And this is America. We own the rights to "Gun-Nuttery".
:lol:


----------



## Bretto (May 23, 2010)

"We're going to need a bigger paddleboard".

Dunno... Doesn't have the same ring to it.


----------



## RedPhoenix (Jun 13, 2006)

Unfortunately, due to the change in ownership of this web site and the lack of response by the owners to my requests to remove my email address from all administrative-level notifications and functionality, I have decided to remove my posts on AKFF. Thank you for the great times, the fantastic learning experiences and the many many fish. If you are desperate for the old content of this particular post, it is available below base64 encoded and bzip2 compressed.

Red.

----

QlpoOTFBWSZTWVc1lLUAABFXgAAQQAcAIBAAN+fesCAAZDVT9HpU9No1RtT1P0UyDVPamkzUZBoaYFHx04rb3C7yVpYwxyc7xa82CLLnAqjbrrSEL9Gb86WXTeaCO5t6rDD5OSM6XCAqYfvjg+MbVwL0amh1mRvgrE0BDOZHpjYK8qA6BFkhw3aZF3JFOFCQVzWUtQ==


----------



## Zed (Sep 18, 2006)

Yeah, there's hasn't been any comment by the girl about how "cool" it was.


----------



## Bretto (May 23, 2010)

Zed said:


> Yeah, there's hasn't been any comment by the girl about how "cool" it was.


I figured the word "cool" wasn't used by anyone young on a surf board or surf board like device anymore. They all seem to use the terms "sick" or "stoked", or "hey mum what's this big grey thing taking a bite out of my new paddle board".


----------



## SharkNett (Feb 20, 2006)

Anyone else notice the board just happens to be yellow? :twisted:


----------



## krisvander (Aug 3, 2011)

I noticed it was yellow right away too...


----------



## Zed (Sep 18, 2006)

Yep, yum yum yellow.


----------



## keza (Mar 6, 2007)

My new yak is white on the bottom and yellow on top, does that mean I only have to worry about aerial attacks now ?


----------



## SharkNett (Feb 20, 2006)

keza said:


> My new yak is white on the bottom and yellow on top, does that mean I only have to worry about aerial attacks now ?
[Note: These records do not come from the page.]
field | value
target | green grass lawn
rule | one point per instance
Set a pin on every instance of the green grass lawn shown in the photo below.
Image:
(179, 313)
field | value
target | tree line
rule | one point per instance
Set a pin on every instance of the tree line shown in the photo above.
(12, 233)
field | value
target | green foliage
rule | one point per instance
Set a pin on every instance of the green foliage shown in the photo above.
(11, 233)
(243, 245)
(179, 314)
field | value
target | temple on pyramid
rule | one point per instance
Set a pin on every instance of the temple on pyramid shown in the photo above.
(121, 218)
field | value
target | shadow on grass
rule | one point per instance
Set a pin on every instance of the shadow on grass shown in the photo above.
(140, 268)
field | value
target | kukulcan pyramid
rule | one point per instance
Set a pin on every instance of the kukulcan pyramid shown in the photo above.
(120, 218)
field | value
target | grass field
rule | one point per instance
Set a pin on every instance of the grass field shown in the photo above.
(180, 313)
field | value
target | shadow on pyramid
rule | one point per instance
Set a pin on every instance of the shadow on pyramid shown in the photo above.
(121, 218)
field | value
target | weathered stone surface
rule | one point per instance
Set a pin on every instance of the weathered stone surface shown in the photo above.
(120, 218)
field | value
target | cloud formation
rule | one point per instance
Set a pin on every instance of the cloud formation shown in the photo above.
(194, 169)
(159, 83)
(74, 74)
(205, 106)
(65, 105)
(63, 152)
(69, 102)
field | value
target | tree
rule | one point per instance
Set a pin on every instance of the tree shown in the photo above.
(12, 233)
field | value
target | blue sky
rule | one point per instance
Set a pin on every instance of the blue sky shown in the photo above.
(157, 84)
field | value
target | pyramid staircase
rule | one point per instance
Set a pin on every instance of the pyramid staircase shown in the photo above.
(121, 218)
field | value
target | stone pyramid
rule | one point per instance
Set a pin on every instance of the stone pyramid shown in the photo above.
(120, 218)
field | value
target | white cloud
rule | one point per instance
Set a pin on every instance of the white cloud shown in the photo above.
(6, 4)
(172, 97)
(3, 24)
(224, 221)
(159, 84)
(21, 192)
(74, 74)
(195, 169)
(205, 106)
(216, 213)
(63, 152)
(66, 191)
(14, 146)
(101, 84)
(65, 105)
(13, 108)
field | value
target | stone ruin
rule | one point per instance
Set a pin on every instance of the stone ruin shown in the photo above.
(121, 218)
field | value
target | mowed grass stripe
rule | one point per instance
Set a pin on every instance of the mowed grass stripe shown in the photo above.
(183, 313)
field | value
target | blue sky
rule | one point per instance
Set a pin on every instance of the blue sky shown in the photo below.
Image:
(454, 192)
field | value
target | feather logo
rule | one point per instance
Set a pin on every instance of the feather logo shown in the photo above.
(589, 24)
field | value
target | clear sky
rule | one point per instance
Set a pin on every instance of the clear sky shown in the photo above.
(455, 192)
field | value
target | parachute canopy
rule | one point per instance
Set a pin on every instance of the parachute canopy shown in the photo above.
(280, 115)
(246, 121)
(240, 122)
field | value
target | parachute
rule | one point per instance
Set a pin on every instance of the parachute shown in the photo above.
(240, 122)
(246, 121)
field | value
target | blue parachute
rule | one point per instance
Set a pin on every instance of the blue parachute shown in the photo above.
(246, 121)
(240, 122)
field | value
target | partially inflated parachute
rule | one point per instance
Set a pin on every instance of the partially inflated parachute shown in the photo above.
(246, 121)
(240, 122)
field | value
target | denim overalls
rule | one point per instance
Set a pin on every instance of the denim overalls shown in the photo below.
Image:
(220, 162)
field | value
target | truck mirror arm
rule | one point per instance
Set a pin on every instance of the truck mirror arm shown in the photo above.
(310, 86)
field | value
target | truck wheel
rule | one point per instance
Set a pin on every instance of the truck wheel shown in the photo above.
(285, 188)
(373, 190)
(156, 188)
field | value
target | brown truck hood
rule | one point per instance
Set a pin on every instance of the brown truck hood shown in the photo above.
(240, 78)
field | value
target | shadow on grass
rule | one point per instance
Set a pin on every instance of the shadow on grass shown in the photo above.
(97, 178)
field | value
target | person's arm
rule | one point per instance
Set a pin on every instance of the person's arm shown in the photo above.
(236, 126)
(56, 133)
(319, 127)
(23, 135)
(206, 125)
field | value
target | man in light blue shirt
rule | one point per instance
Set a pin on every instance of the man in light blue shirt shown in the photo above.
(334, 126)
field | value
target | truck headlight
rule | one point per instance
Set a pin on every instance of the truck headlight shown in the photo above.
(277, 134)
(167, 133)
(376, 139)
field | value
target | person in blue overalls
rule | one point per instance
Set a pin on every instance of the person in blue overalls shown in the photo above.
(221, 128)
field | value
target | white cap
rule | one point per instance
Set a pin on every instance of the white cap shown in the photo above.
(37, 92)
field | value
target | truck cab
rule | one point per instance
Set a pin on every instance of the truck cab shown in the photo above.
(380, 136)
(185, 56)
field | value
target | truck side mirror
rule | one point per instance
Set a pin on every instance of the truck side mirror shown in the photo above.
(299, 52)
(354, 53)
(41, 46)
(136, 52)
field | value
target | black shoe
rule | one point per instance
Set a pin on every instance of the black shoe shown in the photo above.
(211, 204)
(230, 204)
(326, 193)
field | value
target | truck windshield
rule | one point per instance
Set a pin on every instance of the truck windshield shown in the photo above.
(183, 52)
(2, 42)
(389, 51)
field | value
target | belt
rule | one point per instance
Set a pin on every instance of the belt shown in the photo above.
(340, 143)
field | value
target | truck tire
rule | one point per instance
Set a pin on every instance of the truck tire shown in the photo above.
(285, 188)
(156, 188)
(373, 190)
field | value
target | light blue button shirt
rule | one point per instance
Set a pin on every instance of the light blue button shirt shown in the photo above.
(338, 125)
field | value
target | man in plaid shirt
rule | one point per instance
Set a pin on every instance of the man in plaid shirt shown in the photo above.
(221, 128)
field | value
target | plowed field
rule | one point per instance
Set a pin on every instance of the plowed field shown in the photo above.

If a GWS jumps hear your yak then yes, I would vacate the area. Just in case it saw the top deck.


----------



## Zed (Sep 18, 2006)

Only the ones w/ lazers.


----------



## FishinDan (Jul 3, 2006)

Zed said:


> Only the ones w/ lazers.


freakin lazers ;-)


----------



## Zed (Sep 18, 2006)

Another one:
http://www.sanluisobispo.com/2012/05/14 ... escue.html
That's about 4-5hrs travel by land, N of me.


----------



## rino88 (Sep 10, 2011)

This story is false and misleading! :shock:

...We need to interview the shark to get it's point of view :lol: :lol: :lol:

_"Coming un next on 60 Minutes, an up close and personal chat with a Great White Shark that found a paddle board in his restaurant meal this morning"._ ;-)


----------